この曲はイントロ以降、Aパート(2〜9小節)とBパート(10〜21小節)の2つに大きく分けることが出来ます。
調に関して、Aパートはヘ長調で始まりますが、続くBパートはへ短調に切り替わっています。
(いわゆる同主調の転調)

これはAパート出だしの主旋律

一方こちらはBパート出だしの主旋律。Aパートと同じ音形で、調が変わっていることに注目
この転調により、同じメロディでもBパートは少し物哀しい雰囲気に変わります。
コミカル一辺倒にはならず、ペーソスを適度に織り交ぜることで曲全体に深みを持たせているわけです。

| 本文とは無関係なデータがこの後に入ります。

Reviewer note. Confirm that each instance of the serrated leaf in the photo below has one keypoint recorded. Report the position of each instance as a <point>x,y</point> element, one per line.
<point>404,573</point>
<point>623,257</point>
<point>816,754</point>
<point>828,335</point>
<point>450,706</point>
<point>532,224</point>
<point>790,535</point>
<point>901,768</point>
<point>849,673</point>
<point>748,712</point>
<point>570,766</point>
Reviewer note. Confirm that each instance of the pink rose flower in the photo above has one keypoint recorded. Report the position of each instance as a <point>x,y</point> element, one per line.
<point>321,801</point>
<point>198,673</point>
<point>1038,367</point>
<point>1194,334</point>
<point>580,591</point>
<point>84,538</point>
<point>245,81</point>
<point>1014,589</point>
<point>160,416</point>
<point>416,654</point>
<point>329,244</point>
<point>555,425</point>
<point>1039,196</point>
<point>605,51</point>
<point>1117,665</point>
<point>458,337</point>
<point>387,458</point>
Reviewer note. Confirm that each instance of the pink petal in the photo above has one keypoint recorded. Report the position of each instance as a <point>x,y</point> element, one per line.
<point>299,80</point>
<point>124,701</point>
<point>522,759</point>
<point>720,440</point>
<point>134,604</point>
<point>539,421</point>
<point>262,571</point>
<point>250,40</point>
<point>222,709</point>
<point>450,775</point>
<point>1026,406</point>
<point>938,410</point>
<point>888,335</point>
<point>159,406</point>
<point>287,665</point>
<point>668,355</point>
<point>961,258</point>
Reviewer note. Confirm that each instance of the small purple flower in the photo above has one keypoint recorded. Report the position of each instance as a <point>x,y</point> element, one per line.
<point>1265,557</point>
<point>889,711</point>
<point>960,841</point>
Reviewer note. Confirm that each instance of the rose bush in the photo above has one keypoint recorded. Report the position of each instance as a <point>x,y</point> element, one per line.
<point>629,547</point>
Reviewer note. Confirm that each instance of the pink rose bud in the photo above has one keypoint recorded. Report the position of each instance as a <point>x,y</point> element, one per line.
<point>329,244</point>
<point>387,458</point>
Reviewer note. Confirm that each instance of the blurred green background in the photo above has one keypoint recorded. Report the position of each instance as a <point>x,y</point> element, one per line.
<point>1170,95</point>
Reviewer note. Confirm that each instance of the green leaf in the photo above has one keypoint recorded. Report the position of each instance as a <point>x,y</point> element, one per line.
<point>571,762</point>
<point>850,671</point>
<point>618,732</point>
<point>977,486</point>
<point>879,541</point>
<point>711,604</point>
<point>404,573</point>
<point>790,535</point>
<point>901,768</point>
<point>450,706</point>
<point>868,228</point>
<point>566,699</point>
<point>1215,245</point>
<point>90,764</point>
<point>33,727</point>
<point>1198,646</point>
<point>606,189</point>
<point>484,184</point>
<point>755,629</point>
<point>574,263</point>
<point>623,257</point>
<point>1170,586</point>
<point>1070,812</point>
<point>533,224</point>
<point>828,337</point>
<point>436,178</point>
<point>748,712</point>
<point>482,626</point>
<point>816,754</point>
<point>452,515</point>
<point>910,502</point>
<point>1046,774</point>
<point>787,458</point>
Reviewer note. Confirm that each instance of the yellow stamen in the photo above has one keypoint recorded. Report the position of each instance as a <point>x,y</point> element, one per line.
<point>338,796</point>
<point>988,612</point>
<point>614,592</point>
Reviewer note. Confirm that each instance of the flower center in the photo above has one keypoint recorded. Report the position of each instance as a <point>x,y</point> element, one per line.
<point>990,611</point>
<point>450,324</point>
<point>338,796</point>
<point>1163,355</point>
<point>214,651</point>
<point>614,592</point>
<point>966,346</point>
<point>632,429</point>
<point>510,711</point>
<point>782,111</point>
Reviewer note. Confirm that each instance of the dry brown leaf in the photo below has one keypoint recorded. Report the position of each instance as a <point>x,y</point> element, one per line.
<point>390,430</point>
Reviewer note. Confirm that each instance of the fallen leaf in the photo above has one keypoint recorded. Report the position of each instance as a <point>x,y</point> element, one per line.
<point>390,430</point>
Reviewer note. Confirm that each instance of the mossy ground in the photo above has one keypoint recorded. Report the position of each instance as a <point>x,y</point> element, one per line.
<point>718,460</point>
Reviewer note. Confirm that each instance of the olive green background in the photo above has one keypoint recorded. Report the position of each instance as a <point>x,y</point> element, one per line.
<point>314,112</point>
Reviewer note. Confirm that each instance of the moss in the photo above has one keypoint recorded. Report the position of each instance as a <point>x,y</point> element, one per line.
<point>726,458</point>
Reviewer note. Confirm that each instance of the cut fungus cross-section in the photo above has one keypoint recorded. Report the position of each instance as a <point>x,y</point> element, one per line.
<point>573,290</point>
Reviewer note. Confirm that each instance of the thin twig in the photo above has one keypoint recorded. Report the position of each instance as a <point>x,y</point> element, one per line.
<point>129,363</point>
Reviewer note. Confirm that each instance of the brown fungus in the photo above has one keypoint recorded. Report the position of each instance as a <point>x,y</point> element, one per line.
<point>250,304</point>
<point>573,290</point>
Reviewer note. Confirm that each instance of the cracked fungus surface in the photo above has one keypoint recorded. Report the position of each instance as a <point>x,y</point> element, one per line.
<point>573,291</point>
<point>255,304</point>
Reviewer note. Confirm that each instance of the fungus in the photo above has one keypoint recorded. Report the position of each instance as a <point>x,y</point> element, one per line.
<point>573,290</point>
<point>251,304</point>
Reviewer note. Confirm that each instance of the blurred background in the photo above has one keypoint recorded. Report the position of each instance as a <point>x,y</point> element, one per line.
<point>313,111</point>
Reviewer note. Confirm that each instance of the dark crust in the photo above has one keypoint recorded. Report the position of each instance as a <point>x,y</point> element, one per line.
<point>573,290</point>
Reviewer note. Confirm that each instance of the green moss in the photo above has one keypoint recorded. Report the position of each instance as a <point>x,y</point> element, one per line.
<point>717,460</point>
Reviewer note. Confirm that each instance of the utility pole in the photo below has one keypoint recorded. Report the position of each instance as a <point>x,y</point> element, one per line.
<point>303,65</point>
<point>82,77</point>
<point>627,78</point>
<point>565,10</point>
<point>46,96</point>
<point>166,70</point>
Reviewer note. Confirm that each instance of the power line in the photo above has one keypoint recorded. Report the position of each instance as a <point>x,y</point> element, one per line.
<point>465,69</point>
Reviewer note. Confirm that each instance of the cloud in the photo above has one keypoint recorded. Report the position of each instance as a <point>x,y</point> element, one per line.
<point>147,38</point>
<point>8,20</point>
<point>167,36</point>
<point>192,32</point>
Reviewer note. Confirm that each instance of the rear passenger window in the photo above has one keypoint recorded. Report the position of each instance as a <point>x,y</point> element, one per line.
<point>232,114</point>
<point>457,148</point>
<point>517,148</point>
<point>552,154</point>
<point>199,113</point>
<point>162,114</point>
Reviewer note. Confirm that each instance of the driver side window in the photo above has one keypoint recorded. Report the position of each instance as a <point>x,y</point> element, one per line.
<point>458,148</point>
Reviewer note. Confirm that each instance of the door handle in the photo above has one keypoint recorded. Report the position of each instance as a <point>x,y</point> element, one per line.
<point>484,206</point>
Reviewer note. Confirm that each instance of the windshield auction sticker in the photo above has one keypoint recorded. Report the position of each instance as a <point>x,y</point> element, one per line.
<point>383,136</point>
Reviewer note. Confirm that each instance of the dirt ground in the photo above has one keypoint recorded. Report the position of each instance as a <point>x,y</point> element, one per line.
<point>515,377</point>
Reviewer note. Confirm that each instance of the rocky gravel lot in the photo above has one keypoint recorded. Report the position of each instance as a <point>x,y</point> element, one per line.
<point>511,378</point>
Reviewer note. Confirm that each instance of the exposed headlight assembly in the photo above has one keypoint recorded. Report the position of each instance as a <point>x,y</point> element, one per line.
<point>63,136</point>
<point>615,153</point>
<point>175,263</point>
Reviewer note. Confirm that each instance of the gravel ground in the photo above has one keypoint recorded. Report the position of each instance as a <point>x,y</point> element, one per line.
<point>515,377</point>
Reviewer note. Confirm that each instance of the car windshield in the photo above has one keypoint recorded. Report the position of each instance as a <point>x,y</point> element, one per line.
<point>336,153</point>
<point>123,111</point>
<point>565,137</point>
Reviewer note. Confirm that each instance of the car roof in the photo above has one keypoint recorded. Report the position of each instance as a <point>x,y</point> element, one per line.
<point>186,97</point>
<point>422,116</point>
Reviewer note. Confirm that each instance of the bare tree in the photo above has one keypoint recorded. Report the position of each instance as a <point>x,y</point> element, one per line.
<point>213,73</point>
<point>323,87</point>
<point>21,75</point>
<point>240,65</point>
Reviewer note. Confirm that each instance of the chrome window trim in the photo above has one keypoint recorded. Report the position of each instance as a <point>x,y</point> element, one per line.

ドラクエのBGMなど、すぎやま先生の曲には琴線に触れる転調がよく見られるのですが、この「剣劇」もそんなグッとくる転調がなされた曲の一つと言えます。
●アレンジした結果
そんなことを考えながらこの曲をアレンジした結果、こちらのものが出来上がりました。
アレンジ、というか本物のオーケストラで演奏したらこんな感じになるのでは、と思いながら作りました。
主旋律は原曲通りに木琴が演奏、伴奏を弦楽器が担当、そしてバックにパーカッションを配置、という編成にしています。
純粋なオーケストラ調の曲を扱ったのは今回が初めてなのですが、音の鳴らし方などが難しいな・・・と作っている時に思いました。
●終わりに
今回は、ゲーム「半熟英雄」の曲アレンジに取り組んでみました。
1ループ30秒ほどの短い曲にも関わらず、けっこう凝った作りになっていることに気付けたのが個人的に大きな収穫でした。
すぎやま先生の凄さを改めて実感した次第です。
こういったオケ風の曲がもう少し上手にアレンジできるようになると制作の幅が広がると思うので、今後も精進したいところですね。